Why has it taken so long?

Commentators and campaigners have shown continued confusion as to why no government has been willing to address adoption law reform until now.

One clue as to why the previous coalition government stalled any movement on the issue can be found in the government response to the select committee, in which the authors describe how a report from the social services committee on a 2016 petition demanding an inquiry into forced adoptions in New Zealand rejected the need for an inquiry.

“The report did not recommend an inquiry however the Labour Party and Green Party minority views supported a review into forced adoptions.”

Tellingly, it does not mention NZ First’s position, however then-Justice Minister Andrew Little alluded in media interviews at the time to their coalition partner being the reason progress on the matter was stalled.

The Government will also not start a separate “full and broad” inquiry into the practice, as petitioned for by Sumner and others.

Instead, Faafoi has encouraged submitters to share their experiences through the inquiry into abuse in state care, whose terms of reference include adoption placements.

Both Sumner and Moynihan share their experiences at the inquiry.

“The Royal Commission is the stepping stone and the government needs to listen at the end and act accordingly.
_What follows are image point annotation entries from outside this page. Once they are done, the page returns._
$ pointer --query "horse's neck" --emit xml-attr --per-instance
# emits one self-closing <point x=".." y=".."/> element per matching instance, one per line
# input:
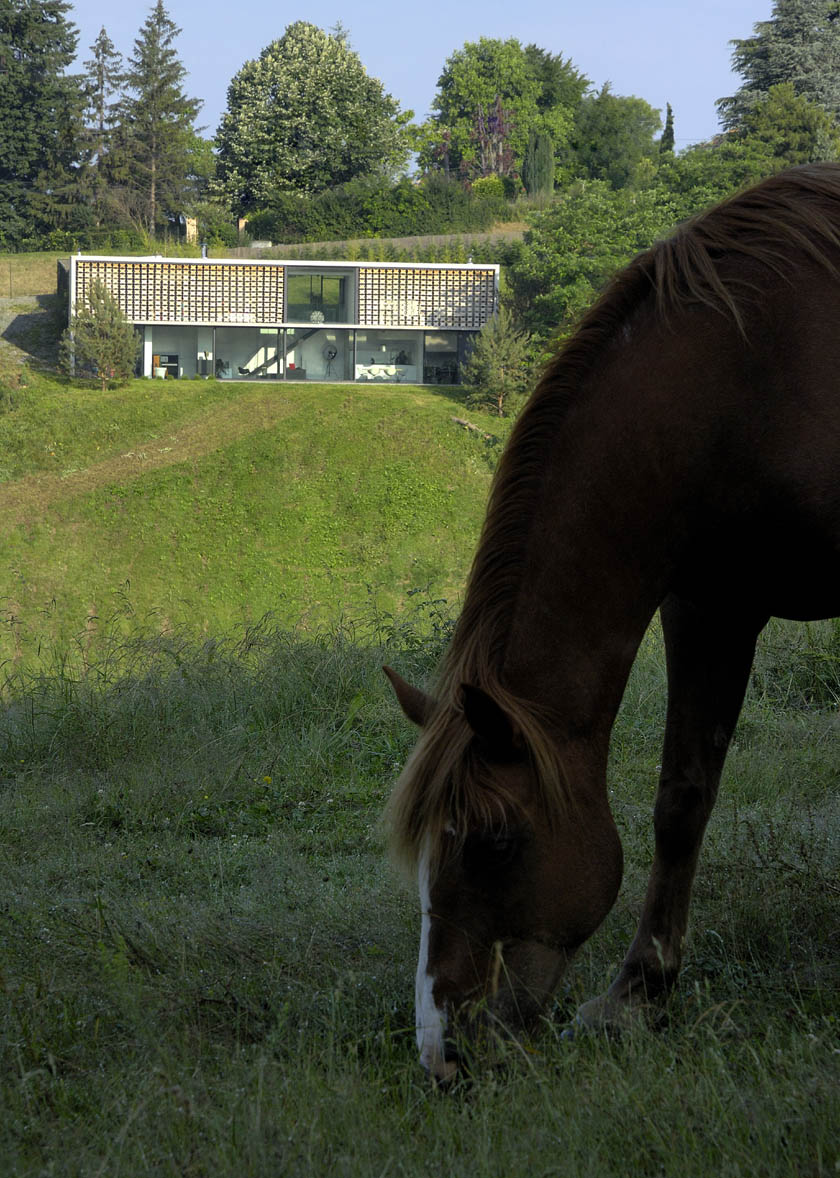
<point x="595" y="566"/>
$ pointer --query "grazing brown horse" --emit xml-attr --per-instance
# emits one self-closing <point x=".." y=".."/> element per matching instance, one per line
<point x="681" y="452"/>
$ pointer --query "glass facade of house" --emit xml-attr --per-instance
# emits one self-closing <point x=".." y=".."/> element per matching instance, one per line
<point x="283" y="321"/>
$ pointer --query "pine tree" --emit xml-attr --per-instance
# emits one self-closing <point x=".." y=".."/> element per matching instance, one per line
<point x="800" y="44"/>
<point x="667" y="137"/>
<point x="40" y="113"/>
<point x="497" y="370"/>
<point x="100" y="342"/>
<point x="537" y="167"/>
<point x="103" y="81"/>
<point x="152" y="152"/>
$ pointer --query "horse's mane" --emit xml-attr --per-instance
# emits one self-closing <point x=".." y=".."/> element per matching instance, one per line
<point x="775" y="225"/>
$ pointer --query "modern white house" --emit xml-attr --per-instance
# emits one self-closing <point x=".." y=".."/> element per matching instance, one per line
<point x="296" y="321"/>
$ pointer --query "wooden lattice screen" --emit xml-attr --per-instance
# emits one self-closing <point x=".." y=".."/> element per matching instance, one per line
<point x="427" y="298"/>
<point x="179" y="292"/>
<point x="213" y="292"/>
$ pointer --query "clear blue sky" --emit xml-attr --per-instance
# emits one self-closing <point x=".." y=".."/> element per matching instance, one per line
<point x="663" y="52"/>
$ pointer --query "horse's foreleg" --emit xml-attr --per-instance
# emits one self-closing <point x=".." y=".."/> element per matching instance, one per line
<point x="709" y="657"/>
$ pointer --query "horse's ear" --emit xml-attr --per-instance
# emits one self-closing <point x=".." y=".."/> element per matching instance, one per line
<point x="416" y="705"/>
<point x="490" y="722"/>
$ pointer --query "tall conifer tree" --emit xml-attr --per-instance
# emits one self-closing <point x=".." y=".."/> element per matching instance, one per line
<point x="103" y="84"/>
<point x="800" y="44"/>
<point x="157" y="130"/>
<point x="667" y="137"/>
<point x="40" y="114"/>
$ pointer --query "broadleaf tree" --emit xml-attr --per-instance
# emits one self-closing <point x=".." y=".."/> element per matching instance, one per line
<point x="614" y="134"/>
<point x="537" y="90"/>
<point x="305" y="117"/>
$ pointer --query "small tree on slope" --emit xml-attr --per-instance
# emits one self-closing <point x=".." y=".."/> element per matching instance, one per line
<point x="100" y="342"/>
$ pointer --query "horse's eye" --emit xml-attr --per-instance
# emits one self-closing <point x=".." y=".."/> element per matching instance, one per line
<point x="490" y="851"/>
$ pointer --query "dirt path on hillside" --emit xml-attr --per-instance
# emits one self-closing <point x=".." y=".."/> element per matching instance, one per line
<point x="27" y="498"/>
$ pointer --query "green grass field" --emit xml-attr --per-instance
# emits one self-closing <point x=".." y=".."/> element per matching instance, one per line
<point x="206" y="961"/>
<point x="210" y="504"/>
<point x="207" y="964"/>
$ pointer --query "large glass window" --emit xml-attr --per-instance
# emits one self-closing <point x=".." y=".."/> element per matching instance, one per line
<point x="319" y="296"/>
<point x="388" y="356"/>
<point x="318" y="353"/>
<point x="244" y="353"/>
<point x="441" y="359"/>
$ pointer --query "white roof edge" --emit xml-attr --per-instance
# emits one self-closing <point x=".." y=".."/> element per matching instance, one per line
<point x="286" y="262"/>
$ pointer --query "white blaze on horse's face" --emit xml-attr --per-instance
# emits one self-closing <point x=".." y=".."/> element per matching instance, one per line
<point x="430" y="1019"/>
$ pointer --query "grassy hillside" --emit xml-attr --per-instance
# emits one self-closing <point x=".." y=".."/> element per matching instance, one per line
<point x="206" y="966"/>
<point x="206" y="504"/>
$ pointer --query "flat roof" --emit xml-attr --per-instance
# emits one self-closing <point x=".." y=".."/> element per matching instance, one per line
<point x="286" y="262"/>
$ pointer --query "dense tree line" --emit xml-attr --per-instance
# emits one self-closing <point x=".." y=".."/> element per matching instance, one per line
<point x="312" y="147"/>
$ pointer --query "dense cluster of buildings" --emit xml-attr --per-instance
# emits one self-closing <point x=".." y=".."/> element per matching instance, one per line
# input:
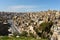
<point x="29" y="20"/>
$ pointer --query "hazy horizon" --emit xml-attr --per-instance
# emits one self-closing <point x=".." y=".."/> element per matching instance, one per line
<point x="28" y="5"/>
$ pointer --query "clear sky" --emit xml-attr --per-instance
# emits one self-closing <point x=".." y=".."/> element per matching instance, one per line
<point x="28" y="5"/>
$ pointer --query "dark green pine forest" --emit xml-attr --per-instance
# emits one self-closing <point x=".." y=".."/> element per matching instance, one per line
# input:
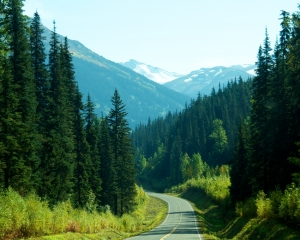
<point x="251" y="125"/>
<point x="51" y="142"/>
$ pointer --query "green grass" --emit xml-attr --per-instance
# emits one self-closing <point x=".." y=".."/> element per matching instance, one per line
<point x="156" y="210"/>
<point x="215" y="223"/>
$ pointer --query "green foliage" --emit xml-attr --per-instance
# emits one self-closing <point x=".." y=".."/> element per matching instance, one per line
<point x="164" y="141"/>
<point x="214" y="182"/>
<point x="289" y="208"/>
<point x="219" y="137"/>
<point x="264" y="206"/>
<point x="247" y="208"/>
<point x="29" y="216"/>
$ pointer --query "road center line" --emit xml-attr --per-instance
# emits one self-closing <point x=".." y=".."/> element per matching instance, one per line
<point x="164" y="237"/>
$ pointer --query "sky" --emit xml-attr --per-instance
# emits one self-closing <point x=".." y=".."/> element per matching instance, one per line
<point x="175" y="35"/>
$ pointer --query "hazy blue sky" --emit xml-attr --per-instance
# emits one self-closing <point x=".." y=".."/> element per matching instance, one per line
<point x="175" y="35"/>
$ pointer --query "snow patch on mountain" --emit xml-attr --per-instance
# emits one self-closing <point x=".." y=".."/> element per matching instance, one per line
<point x="153" y="73"/>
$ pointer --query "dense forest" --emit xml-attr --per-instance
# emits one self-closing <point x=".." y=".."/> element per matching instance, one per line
<point x="52" y="143"/>
<point x="206" y="126"/>
<point x="252" y="126"/>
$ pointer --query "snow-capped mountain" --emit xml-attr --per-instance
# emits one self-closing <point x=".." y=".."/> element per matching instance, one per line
<point x="204" y="79"/>
<point x="153" y="73"/>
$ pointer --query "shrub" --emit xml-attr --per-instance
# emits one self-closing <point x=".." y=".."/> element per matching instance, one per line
<point x="247" y="208"/>
<point x="264" y="206"/>
<point x="289" y="208"/>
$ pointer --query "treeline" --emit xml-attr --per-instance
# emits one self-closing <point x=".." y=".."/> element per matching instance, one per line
<point x="51" y="142"/>
<point x="267" y="151"/>
<point x="207" y="126"/>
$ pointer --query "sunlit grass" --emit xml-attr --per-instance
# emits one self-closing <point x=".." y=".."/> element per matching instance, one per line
<point x="31" y="217"/>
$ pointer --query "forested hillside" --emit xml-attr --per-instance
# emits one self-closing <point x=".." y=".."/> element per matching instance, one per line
<point x="51" y="143"/>
<point x="267" y="150"/>
<point x="206" y="126"/>
<point x="252" y="126"/>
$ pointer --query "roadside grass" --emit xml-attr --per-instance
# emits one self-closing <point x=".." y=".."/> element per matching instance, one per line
<point x="156" y="210"/>
<point x="31" y="218"/>
<point x="217" y="224"/>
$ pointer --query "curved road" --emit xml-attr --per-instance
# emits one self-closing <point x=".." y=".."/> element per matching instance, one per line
<point x="180" y="223"/>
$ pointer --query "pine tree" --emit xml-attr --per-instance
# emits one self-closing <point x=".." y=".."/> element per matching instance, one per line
<point x="260" y="120"/>
<point x="58" y="159"/>
<point x="38" y="59"/>
<point x="82" y="166"/>
<point x="123" y="155"/>
<point x="92" y="129"/>
<point x="240" y="188"/>
<point x="108" y="171"/>
<point x="25" y="163"/>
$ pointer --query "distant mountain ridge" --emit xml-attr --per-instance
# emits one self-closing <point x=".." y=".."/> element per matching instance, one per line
<point x="153" y="73"/>
<point x="203" y="80"/>
<point x="99" y="77"/>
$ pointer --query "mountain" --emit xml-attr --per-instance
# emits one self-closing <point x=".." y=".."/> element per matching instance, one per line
<point x="204" y="79"/>
<point x="153" y="73"/>
<point x="100" y="77"/>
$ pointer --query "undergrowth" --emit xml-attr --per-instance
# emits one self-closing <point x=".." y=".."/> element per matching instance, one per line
<point x="275" y="215"/>
<point x="23" y="217"/>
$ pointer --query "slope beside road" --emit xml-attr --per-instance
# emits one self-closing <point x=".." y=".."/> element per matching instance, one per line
<point x="180" y="222"/>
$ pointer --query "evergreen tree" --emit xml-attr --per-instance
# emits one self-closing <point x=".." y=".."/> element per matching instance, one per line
<point x="240" y="188"/>
<point x="58" y="159"/>
<point x="107" y="167"/>
<point x="123" y="155"/>
<point x="26" y="162"/>
<point x="38" y="59"/>
<point x="260" y="120"/>
<point x="82" y="167"/>
<point x="220" y="141"/>
<point x="92" y="130"/>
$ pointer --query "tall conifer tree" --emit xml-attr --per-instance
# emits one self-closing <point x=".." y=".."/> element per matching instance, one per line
<point x="123" y="155"/>
<point x="25" y="176"/>
<point x="92" y="129"/>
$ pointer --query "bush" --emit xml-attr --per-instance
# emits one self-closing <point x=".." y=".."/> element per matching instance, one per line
<point x="264" y="206"/>
<point x="247" y="208"/>
<point x="289" y="208"/>
<point x="29" y="216"/>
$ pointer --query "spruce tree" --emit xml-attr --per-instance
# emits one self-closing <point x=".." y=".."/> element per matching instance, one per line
<point x="59" y="155"/>
<point x="92" y="129"/>
<point x="26" y="162"/>
<point x="82" y="166"/>
<point x="38" y="60"/>
<point x="108" y="171"/>
<point x="123" y="155"/>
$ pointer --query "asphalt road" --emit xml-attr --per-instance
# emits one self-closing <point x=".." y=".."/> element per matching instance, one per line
<point x="180" y="222"/>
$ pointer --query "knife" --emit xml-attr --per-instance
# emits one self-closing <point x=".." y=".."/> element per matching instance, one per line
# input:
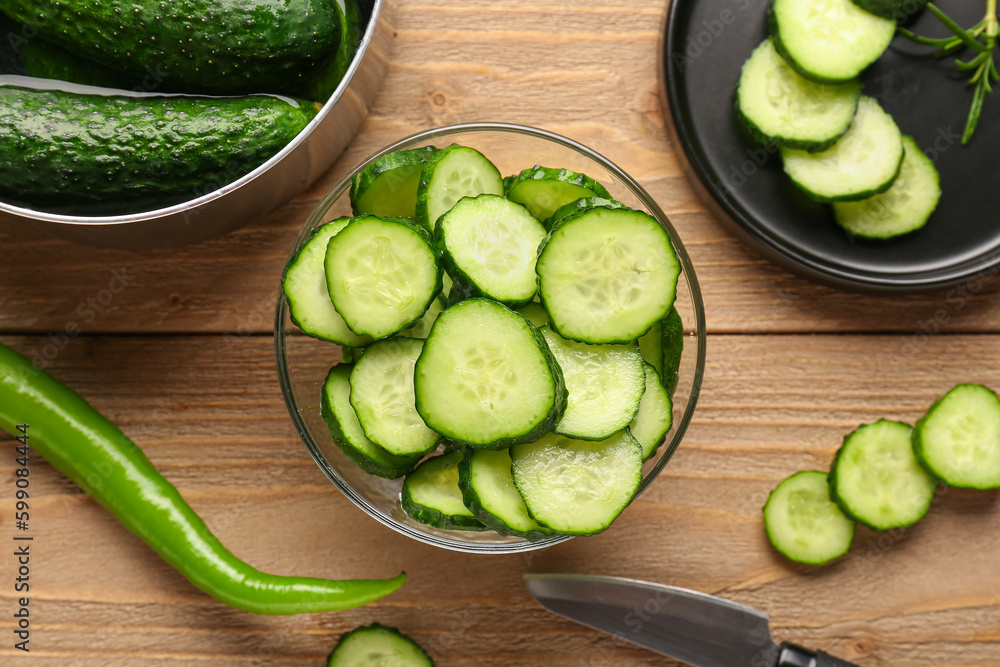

In my view the law should be dismantled and abolished. It was the crime of the 20th century to separate mothers and babies under duress. Those mothers were treated like criminals and the pain has been passed on,” says Moynihan, who was forcibly adopted as a baby.

Sumner is keen to see New Zealand follow the likes of Australia in issuing a fulsome apology to the adopted community and mothers of loss.

“I hope we do see an apology detailing and acknowledging all aspects of forced adoption and that adopted people will have the right to be legally reinstated to their genetic family tree, and resume their original identity if they choose to.”

And she hopes that any new legislation is drafted in accordance with national and international human rights and standards, and creates a form of enduring guardianship that avoids the model of adoption that separates a person from their heritage.